Three More Quakes Rattled Oaxaca on Saturday
The Saturday quakes swayed buildings in Mexico City, prompting civil defense officials to temporarily suspend rescue operations in the rubble of buildings downed by Tuesday’s 7.1 magnitude quake.
Mexico City – A 6.1-magnitude earthquake struck southern Mexico just before 8 am local time this morning, the third to hit the Republic over the last two weeks. The mighty quake sparked new panic in Mexico, where over 400 people have been killed by natural disasters since the beginning of September.
Saturday’s quake was centered in Oaxaca state near Matias Romero, a town about 275 miles southeast of Mexico City. Roughly speaking, the epicenter was between the centers of this month’s two more violent earthquakes – the 7.1 magnitude temblor that hit closer to the capital on Tuesday, killing more than 300 people; and the 8.1 magnitude quake that struck September 7 off the southern Pacific coast, near Chiapas state, in which almost 100 people were killed.

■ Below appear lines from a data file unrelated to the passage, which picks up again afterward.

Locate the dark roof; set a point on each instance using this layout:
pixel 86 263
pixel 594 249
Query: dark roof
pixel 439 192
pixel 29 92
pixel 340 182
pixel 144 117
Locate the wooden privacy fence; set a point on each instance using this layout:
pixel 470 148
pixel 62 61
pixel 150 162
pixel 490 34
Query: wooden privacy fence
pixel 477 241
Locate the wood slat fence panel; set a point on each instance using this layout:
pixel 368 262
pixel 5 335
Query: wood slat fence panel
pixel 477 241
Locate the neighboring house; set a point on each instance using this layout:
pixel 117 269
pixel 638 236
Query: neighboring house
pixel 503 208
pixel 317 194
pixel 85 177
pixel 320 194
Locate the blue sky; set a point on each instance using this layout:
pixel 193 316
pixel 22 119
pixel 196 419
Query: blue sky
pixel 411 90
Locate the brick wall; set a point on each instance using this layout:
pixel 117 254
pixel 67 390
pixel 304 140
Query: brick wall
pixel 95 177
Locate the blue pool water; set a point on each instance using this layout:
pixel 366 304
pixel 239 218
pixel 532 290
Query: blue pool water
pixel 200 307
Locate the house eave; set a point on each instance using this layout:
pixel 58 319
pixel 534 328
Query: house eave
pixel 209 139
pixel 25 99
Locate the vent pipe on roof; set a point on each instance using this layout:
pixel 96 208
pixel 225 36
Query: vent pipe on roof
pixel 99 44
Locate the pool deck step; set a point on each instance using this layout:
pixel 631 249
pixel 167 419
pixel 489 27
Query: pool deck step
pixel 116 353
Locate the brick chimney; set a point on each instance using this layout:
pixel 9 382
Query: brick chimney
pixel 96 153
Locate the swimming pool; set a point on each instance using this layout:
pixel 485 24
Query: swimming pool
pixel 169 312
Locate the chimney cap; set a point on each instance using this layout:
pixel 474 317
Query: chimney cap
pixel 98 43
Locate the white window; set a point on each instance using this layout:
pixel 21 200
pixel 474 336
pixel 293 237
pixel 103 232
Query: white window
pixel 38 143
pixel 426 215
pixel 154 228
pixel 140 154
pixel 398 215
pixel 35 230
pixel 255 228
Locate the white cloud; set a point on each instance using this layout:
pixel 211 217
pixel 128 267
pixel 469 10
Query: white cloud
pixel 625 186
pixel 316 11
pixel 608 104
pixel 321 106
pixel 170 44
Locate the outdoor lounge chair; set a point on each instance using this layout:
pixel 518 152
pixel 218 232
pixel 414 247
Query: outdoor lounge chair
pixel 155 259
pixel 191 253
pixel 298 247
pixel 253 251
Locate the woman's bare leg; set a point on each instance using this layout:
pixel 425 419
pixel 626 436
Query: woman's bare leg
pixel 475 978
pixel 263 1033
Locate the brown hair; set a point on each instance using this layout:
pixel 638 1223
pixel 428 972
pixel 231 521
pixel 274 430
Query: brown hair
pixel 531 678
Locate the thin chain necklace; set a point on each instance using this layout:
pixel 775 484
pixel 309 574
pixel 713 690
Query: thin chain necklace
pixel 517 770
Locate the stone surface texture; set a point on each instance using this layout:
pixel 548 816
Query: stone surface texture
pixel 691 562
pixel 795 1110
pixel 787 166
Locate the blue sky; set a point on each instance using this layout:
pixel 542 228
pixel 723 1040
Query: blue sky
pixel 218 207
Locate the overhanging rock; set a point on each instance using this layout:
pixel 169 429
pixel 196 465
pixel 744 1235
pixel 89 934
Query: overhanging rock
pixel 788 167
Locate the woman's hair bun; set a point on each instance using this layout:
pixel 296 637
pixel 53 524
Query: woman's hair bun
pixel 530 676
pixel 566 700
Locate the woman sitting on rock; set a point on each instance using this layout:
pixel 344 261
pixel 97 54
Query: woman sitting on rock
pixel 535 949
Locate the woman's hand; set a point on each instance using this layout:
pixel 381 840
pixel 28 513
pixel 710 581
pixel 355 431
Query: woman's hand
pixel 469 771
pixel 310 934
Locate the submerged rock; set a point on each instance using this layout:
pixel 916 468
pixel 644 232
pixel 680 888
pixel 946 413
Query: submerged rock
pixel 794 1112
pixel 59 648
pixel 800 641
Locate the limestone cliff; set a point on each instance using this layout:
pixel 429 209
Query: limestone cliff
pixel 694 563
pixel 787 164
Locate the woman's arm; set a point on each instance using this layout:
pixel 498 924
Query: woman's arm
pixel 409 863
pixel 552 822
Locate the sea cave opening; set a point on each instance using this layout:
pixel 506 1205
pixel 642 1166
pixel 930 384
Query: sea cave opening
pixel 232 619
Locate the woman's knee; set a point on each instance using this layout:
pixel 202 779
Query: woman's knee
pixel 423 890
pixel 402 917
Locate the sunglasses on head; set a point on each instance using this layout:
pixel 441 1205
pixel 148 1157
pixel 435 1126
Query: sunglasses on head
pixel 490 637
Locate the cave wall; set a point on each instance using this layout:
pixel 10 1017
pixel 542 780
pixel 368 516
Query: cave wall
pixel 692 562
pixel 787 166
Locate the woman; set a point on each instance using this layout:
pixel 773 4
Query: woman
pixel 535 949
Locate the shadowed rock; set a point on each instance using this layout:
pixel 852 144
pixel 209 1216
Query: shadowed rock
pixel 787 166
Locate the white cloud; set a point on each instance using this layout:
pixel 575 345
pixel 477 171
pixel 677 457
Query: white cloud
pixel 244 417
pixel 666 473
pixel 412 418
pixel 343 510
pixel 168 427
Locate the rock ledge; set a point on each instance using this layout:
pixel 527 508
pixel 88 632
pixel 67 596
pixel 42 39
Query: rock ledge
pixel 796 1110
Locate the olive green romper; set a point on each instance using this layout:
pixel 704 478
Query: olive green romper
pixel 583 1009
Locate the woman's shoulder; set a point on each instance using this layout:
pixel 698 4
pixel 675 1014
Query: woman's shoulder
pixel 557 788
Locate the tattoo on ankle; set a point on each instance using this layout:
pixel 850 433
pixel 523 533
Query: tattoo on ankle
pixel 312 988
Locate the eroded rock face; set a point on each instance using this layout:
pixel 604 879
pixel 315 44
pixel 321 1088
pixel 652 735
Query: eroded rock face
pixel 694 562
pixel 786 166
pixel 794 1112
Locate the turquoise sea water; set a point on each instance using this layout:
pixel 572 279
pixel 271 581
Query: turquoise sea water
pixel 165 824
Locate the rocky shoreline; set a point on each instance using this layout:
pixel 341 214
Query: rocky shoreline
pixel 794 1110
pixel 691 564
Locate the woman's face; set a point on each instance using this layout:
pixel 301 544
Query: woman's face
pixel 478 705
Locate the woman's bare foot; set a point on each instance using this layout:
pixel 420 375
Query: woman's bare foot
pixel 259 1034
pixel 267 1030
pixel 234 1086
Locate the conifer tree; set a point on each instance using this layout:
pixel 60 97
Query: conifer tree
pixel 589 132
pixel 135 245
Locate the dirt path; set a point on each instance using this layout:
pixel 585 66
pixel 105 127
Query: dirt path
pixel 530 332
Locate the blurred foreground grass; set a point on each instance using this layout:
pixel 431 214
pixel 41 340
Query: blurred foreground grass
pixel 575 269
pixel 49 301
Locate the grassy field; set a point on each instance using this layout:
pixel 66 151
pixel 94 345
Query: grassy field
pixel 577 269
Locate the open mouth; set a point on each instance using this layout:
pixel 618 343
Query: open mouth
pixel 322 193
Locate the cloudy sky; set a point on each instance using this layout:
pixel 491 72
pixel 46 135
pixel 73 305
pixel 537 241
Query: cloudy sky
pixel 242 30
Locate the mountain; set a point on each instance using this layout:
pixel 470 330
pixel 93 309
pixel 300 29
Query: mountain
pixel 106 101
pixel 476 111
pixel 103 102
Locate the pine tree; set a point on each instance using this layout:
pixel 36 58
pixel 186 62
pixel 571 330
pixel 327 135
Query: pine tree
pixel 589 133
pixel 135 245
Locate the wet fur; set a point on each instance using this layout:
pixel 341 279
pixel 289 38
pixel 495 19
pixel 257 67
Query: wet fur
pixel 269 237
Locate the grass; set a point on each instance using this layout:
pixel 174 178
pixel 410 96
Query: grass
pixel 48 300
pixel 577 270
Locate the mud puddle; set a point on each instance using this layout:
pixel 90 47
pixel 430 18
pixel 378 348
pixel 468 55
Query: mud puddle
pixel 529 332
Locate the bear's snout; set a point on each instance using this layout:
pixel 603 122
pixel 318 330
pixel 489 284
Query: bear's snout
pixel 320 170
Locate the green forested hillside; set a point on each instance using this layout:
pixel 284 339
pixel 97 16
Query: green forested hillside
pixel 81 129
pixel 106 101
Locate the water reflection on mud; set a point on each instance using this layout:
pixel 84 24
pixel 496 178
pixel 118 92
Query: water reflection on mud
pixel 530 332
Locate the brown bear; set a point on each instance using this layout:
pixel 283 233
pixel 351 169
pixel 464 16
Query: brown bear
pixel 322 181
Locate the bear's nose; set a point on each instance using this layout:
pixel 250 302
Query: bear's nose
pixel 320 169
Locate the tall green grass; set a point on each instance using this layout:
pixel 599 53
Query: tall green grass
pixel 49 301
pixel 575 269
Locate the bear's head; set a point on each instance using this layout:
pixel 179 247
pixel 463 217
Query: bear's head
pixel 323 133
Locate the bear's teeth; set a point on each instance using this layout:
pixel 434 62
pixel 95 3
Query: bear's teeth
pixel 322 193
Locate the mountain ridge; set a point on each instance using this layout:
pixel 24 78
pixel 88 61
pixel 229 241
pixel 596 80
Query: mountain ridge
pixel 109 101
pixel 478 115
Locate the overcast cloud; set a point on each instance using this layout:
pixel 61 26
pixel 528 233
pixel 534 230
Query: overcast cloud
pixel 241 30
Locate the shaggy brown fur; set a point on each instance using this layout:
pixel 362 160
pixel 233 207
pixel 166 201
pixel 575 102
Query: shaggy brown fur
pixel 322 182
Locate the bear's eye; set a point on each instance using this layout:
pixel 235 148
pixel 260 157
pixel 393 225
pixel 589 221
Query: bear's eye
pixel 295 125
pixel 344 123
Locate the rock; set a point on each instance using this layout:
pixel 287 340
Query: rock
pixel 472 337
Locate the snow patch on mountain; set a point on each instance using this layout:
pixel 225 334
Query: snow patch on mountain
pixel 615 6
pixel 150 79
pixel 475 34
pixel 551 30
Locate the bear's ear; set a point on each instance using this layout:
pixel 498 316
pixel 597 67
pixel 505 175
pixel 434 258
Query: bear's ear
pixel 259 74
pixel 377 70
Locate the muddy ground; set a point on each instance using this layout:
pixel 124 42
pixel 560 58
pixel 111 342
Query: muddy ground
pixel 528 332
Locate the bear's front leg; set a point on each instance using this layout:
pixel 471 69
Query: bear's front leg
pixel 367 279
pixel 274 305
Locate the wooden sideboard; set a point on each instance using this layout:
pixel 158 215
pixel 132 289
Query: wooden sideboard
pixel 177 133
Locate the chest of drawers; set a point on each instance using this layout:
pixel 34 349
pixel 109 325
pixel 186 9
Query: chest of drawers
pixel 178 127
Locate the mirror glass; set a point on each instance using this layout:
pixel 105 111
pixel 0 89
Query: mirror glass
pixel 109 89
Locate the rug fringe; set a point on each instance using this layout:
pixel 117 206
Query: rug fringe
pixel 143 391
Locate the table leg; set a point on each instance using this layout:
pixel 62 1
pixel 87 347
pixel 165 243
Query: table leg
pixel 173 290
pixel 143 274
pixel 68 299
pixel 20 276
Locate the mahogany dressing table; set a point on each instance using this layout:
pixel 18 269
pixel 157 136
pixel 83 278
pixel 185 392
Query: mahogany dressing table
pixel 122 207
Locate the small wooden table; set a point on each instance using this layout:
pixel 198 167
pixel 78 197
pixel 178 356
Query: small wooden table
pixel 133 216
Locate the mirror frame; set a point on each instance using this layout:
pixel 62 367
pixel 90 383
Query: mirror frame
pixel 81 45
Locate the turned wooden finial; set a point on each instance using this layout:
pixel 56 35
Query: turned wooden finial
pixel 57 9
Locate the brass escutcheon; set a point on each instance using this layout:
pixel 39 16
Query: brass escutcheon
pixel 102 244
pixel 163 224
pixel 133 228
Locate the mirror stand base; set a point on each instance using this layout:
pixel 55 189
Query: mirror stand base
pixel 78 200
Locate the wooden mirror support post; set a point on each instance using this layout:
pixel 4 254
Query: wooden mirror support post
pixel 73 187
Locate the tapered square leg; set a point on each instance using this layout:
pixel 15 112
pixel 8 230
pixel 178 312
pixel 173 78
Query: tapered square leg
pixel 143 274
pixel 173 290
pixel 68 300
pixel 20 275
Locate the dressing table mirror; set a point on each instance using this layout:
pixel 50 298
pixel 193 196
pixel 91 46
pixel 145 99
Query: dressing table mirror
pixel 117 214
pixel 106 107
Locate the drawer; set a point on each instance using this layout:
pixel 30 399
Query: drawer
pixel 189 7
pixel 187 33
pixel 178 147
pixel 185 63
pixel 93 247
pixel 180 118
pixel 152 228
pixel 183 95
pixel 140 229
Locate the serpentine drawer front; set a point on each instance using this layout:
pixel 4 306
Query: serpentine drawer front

The National Seismological System said there were actually three tremors that registered over 5.0 on the Richter scale this morning, all of which were in the Isthmus of Tehuantepec region of Oaxaca.
The epicenter of the 6.1 shaker was seven kilometers west of Unión Hidalgo. It was followed by a 5.2 at 8:24 am, whose epicenter was 17 kilometers northwest of Ixtepec, and a 5.0 at 8:25 am. Its epicenter was seven kilometers northeast of Juchitán, where much of the damage occurred as a result of the 8.1 earthquake on September 7.
The Federal Electricity Commission (CFE) said the quakes had interrupted electrical service to 327,000 homes and businesses in the state but service had been restored to 72% of them by 10:43. CFE head Jaime Hernández said on Twitter that damages were being assessed at two substations.
In nearby Asunción Ixtaltepec a bridge damaged on September 7 sustained further damages. Communications and Transportation Secretary Gerardo Ruiz Esparza tweeted this morning that the structure would have to be rebuilt.